We have reached a turning point in the past few decades where the pipeline of new antibiotics has dried up, and the number of drug-resistant infections like Tom’s is increasing. Just 15 new antibiotics have been put into clinical use in the 21st century, compared to 42 in the 1980s. It’s crucial that we find alternative strategies.
Phages offer a promising approach to solving the problem, as it’s much harder for bacteria to develop resistance to them. As the most abundant organism on Earth, there are thousands of different types of phage, each recognising a particular species of bacteria. This means that phages can be carefully selected to only kill the pathogenic bacteria causing illness, while leaving our friendly gut bacteria unaffected. It also means that there is likely to be a phage out there for just about any species of bacteria. However, identification of the right phage can be difficult, and isolation from its environmental source can also pose a challenge. Phages are enriched in dirty material such as sewage, requiring a lengthy purification process that is poorly suited to large-scale production.
Researchers are currently developing libraries of characterised phages, as well as cocktails containing multiple types, as resistance can still occur. Bacteria have naturally evolved their own kind of immune system for defence against viral infection, including restriction enzymes and the CRISPR/ Cas9 system, which both function by cutting up the viral genetic material. They can also develop resistance to phages if a spontaneous mutation arises, modifying the receptor that the phage uses to recognise and enter the bacterial cell. This can work in our favour, however, as often it impairs the fitness of the bacterium. For example, one study found that treatment of the potato pathogen Eca with a flagellum-targeting phage caused the emergence of resistant variants with flagellum defects. This resulted in reduced virulence, as the bacteria were less motile and unable to spread to new uninfected areas of potato.
In Tom’s case, when the Acinetobacter baumannii infection developed resistance, the fitness cost meant that the infection became sensitive once again to the antibiotic minocycline, which was then added to his treatment regimen. In the clinic, combining antibiotics with phage therapy has been highly successful, as they show a synergistic effect when used together.

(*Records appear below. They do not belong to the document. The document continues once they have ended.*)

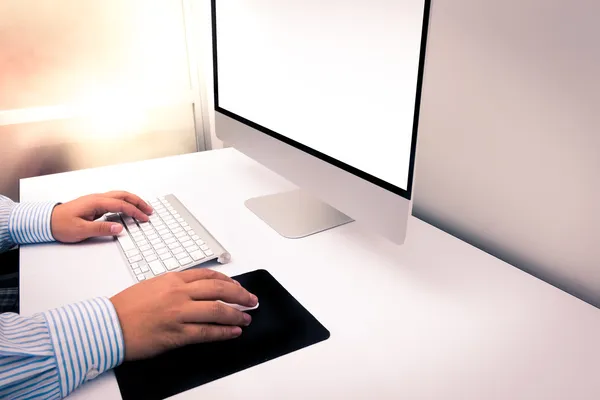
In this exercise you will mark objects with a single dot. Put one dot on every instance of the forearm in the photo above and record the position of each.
(22, 223)
(51, 354)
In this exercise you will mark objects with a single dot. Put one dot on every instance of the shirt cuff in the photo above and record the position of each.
(31, 223)
(87, 340)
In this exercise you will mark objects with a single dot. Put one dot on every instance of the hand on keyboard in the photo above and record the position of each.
(180, 308)
(76, 220)
(172, 239)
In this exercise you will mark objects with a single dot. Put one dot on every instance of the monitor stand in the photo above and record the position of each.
(296, 214)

So why isn’t phage therapy currently being implemented to fight antibiotic-resistant infections across the world? The best results are achieved with personalised cocktails containing different types of phage, but FDA regulations require each phage to go through clinical trials individually before a cocktail can be tested. This has limited pharmaceutical development, as production and testing of personalised therapies represents a substantial investment with little return. Although there have been clinical trials proving the safety of single-agent phage therapy, the future relies on trials that show safety and efficacy of phage cocktails. However, the results from case studies like Tom’s suggest we have an ace up our sleeves yet in the fight against antibiotic resistance, we just need to figure out how to play it.